In 2015, I re-entered the pastorate as an associate pastor—I entered a changing man. There are innumerable things God used to change my heart over the previous decade. Too many to list. But I want to mention a few germane to the SBC issue and the role you played.

At one point, I attended a conference at which several Southern Baptist leaders spoke. One of the men, a man I admire, shared some things about his personal policies regarding interactions with women, admonishing the pastors and seminarians to adopt them. I disagreed with those policies but did not think much of it. After the talk, a sister sitting next to me commented, “I was hurt several times by what he said.” I didn’t follow-up on that comment immediately, but I tucked it away in my heart for meditation. Why did I disagree but remain unoffended, while this sister was “hurt”? As I mulled over that question, I began to see what his statements (unintentionally) communicated to women about women. I understood why she was hurt. I wondered how often my ignorant, unthoughtful (though well-intentioned) comments and actions hurt the sisters in the churches I pastored. I resolved to listen, ask, listen, ask, listen more than I commented, assumed and acted in regards to women in the church.

As the #MeToo movement rose, I listened. Twenty years earlier, I would have responded to #MeToo as a calloused, knee-jerk (emphasis on jerk), Rush Limbaugh conservative. I would have mocked and minimized the movement. But now I read and listened and wept. I wept. Reading the stories of complete strangers, I recognized the stories of women that I knew, that I loved. I wept. Reading the stories of how these women were treated, I saw the world that my mom grew up in, that my wife lived in, that my daughter would enter. I wept.

I remember the first time I saw your name on Facebook. You were being (rightly) heralded as a hero for your role as the first woman to speak publicly against Larry Nassar, the former Michigan State University and USA Gymnastics doctor, accusing him of sexual assault. Christians celebrated you and your victim impact statement as a model of Christian boldness and grace—which it was.

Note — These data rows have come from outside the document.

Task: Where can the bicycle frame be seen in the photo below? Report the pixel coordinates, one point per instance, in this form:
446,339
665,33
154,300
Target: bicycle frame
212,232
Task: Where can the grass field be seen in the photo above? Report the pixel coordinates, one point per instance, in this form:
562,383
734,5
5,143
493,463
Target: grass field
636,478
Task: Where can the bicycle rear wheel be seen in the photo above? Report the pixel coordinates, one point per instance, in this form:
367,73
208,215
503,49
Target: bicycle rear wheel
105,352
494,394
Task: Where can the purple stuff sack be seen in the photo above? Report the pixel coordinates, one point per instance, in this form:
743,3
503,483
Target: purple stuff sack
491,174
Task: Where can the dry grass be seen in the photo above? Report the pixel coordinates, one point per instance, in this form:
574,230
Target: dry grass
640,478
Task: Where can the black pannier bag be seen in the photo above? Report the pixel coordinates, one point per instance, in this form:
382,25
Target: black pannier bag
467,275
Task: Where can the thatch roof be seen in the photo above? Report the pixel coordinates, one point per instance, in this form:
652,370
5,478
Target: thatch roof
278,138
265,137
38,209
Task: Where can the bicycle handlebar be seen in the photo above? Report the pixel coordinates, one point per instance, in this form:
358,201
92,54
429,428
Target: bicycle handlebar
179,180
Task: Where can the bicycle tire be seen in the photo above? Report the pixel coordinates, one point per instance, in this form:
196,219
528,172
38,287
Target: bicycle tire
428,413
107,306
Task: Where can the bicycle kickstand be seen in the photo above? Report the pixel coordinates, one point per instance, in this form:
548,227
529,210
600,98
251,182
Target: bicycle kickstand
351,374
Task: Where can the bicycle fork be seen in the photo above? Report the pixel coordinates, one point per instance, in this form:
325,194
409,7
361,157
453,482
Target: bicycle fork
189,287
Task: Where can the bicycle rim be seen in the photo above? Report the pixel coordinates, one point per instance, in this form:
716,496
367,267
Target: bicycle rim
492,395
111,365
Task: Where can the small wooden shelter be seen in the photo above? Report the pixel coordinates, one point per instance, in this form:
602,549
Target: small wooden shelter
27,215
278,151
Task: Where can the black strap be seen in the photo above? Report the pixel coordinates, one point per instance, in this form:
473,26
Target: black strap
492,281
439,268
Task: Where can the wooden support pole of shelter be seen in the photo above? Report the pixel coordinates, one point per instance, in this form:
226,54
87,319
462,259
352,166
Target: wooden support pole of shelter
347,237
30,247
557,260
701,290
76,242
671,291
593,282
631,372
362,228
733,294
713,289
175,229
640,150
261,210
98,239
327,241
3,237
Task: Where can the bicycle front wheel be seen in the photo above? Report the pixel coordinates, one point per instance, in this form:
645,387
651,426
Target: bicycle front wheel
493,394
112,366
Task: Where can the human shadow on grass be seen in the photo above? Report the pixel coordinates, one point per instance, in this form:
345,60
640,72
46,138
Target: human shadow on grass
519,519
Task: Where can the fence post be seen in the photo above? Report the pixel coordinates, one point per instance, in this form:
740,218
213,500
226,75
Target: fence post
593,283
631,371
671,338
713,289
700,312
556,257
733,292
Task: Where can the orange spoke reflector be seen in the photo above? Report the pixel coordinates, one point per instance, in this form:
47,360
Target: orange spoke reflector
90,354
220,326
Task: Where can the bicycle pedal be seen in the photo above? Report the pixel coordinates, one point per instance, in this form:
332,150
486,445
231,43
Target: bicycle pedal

As I read your statement—which is worthy of all the praise it received—this sentence floored me: “My advocacy for sexual assault victims, something I cherished, cost me my church and our closest friends three weeks before I filed my police report.” I wondered how on earth this could be.

My heart broke again when I read your interview with Christianity Today, particularly these paragraphs:

Church is one of the least safe places to acknowledge abuse because the way it is counseled is, more often than not, damaging to the victim. There is an abhorrent lack of knowledge for the damage and devastation that sexual assault brings. It is with deep regret that I say the church is one of the worst places to go for help. That’s a hard thing to say, because I am a very conservative evangelical, but that is the truth. There are very, very few who have ever found true help in the church.